About 205,100 people climbed Mt. Fuji during the 2025 season, and 121,068 of them used the Yoshida Trail alone. Trailhead gates now close from 2pm to 3am to anyone without a mountain hut or mountain lodge reservation.

How the New Mt. Fuji Overnight Bus Works: A Straight Shot From Tokyo to the Yoshida Trail

The route itself is straightforward. The bus departs central Tokyo in the evening and arrives at the Yoshida Trail’s 5th Station in the dark, one hour before the gate opens at 3am. It runs nightly through the Yoshida Trail’s climbing season, which closes September 10, with the final overnight departure set for September 9.
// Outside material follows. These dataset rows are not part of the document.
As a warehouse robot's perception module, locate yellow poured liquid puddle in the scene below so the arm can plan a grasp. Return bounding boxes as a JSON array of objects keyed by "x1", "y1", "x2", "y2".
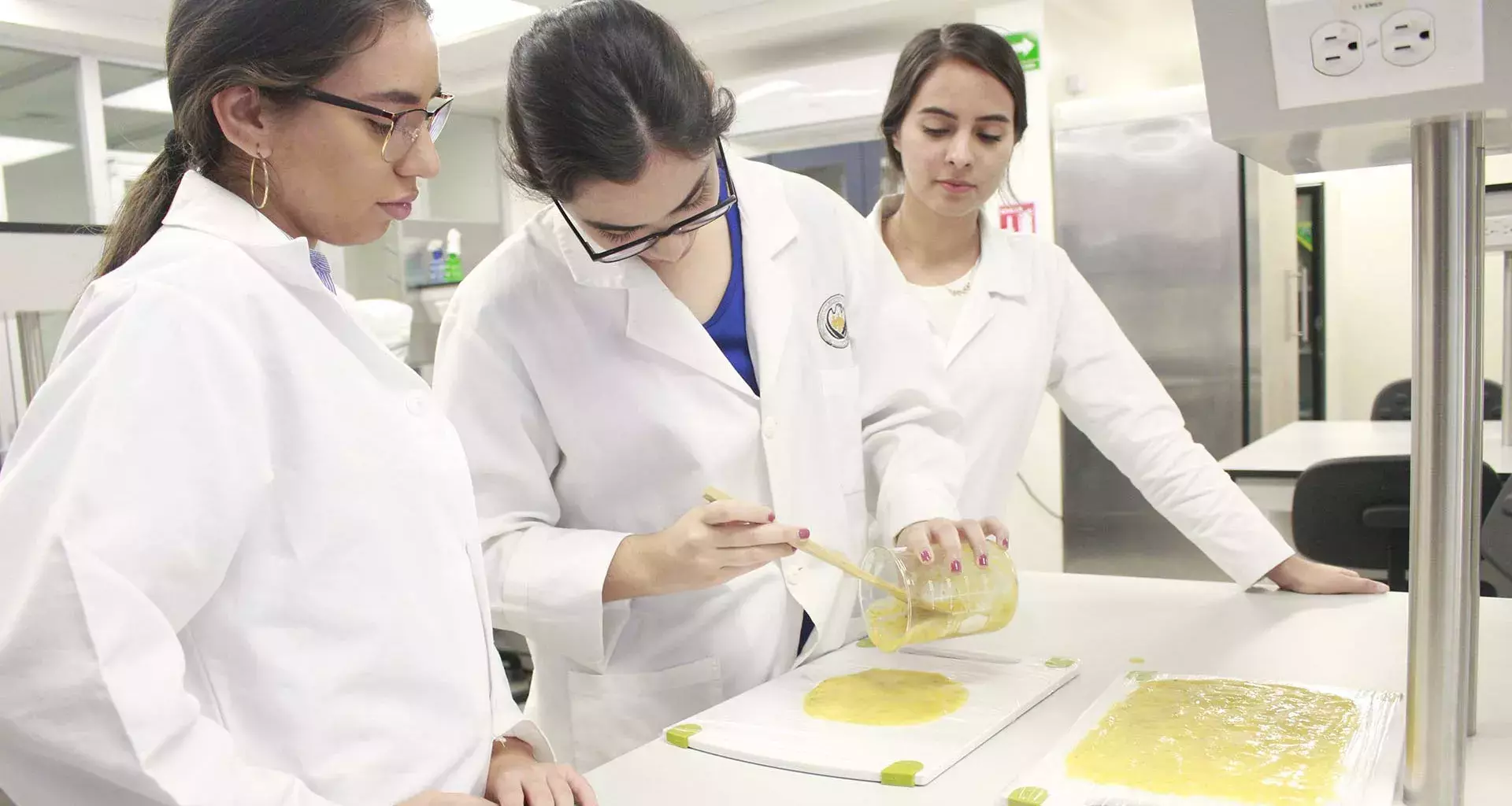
[
  {"x1": 1066, "y1": 681, "x2": 1359, "y2": 806},
  {"x1": 803, "y1": 668, "x2": 968, "y2": 727}
]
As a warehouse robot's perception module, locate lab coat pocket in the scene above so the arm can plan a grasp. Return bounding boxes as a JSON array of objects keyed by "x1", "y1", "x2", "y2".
[
  {"x1": 567, "y1": 658, "x2": 724, "y2": 771},
  {"x1": 820, "y1": 366, "x2": 866, "y2": 494}
]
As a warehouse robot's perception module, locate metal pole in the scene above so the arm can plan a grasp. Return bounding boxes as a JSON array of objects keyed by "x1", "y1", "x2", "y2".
[
  {"x1": 1403, "y1": 115, "x2": 1484, "y2": 806},
  {"x1": 1502, "y1": 250, "x2": 1512, "y2": 448}
]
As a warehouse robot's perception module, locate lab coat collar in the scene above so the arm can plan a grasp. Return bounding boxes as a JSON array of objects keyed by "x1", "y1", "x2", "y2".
[
  {"x1": 163, "y1": 171, "x2": 334, "y2": 299},
  {"x1": 866, "y1": 194, "x2": 1034, "y2": 299}
]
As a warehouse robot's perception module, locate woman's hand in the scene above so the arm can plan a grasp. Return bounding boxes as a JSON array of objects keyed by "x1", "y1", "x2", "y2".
[
  {"x1": 487, "y1": 738, "x2": 598, "y2": 806},
  {"x1": 1266, "y1": 553, "x2": 1389, "y2": 593},
  {"x1": 603, "y1": 501, "x2": 809, "y2": 602},
  {"x1": 399, "y1": 793, "x2": 493, "y2": 806},
  {"x1": 895, "y1": 517, "x2": 1009, "y2": 573}
]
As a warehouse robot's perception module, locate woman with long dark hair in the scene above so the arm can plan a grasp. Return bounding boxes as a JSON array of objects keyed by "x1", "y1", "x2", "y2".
[
  {"x1": 871, "y1": 23, "x2": 1385, "y2": 593},
  {"x1": 435, "y1": 0, "x2": 1001, "y2": 768},
  {"x1": 0, "y1": 0, "x2": 593, "y2": 806}
]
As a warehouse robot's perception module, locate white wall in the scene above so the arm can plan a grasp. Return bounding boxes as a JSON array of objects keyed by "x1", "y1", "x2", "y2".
[
  {"x1": 5, "y1": 148, "x2": 89, "y2": 224},
  {"x1": 963, "y1": 0, "x2": 1066, "y2": 571},
  {"x1": 416, "y1": 113, "x2": 505, "y2": 220},
  {"x1": 1297, "y1": 156, "x2": 1512, "y2": 420}
]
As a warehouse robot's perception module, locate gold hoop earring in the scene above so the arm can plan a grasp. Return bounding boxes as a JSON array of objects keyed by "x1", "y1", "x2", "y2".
[{"x1": 246, "y1": 154, "x2": 274, "y2": 210}]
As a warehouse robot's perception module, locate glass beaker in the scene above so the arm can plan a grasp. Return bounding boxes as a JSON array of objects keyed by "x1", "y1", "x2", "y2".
[{"x1": 860, "y1": 543, "x2": 1019, "y2": 652}]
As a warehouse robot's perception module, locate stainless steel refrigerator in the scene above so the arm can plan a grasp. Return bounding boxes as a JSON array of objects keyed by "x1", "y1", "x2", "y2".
[{"x1": 1054, "y1": 102, "x2": 1299, "y2": 579}]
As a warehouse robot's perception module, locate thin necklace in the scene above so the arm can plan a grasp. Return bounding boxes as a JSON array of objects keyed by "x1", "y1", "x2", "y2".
[
  {"x1": 883, "y1": 207, "x2": 981, "y2": 297},
  {"x1": 945, "y1": 266, "x2": 976, "y2": 297}
]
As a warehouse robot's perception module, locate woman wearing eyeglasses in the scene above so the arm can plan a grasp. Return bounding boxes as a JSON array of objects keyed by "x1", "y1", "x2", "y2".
[
  {"x1": 435, "y1": 0, "x2": 1001, "y2": 770},
  {"x1": 0, "y1": 0, "x2": 593, "y2": 806}
]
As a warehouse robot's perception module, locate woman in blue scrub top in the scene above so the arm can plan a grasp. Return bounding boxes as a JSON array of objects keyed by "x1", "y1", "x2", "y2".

Other overnight coach services already follow a similar service, leaving Shinjuku in the evening and reaching the trailhead well before sunrise. What sets this one apart is the direct route: travelers headed for the Yoshida Trail, the most popular route up Japan’s tallest peak, can now book a direct overnight bus ticket instead of a guided overnight tour package.

Image Credit: karn684

Fares, Fees and Booking Comparison: Bus vs. Hotel vs. Rental Car

A ticket costs ¥5,800 if bought at a convenience store or the bus terminal itself, or ¥5,500 through Fujikyu’s official bus reservation service. About ¥1,000 more than the company’s daytime buses on the same route.

A hotel near Kawaguchiko or a rental car for the drive up costs far more than ¥1,000, and neither reaches the trailhead before dawn.

Getting a Head Start on the 4,000-Hiker Cap: The Hack to Beat the Daily Hiker Limit

The Yoshida Trail’s daily limit splits into 3,000 advance-reservation slots and 1,000 same-day spots, and popular weekends can fill before noon. Every climber, regardless of trail, now pays a mandatory ¥4,000 entry fee, booked through the official Mt. Fuji climbing site.

The overnight bus doesn’t skip the reservation system. It does put a climber at the gate the moment it opens at 3am, ahead of the line that builds through the morning.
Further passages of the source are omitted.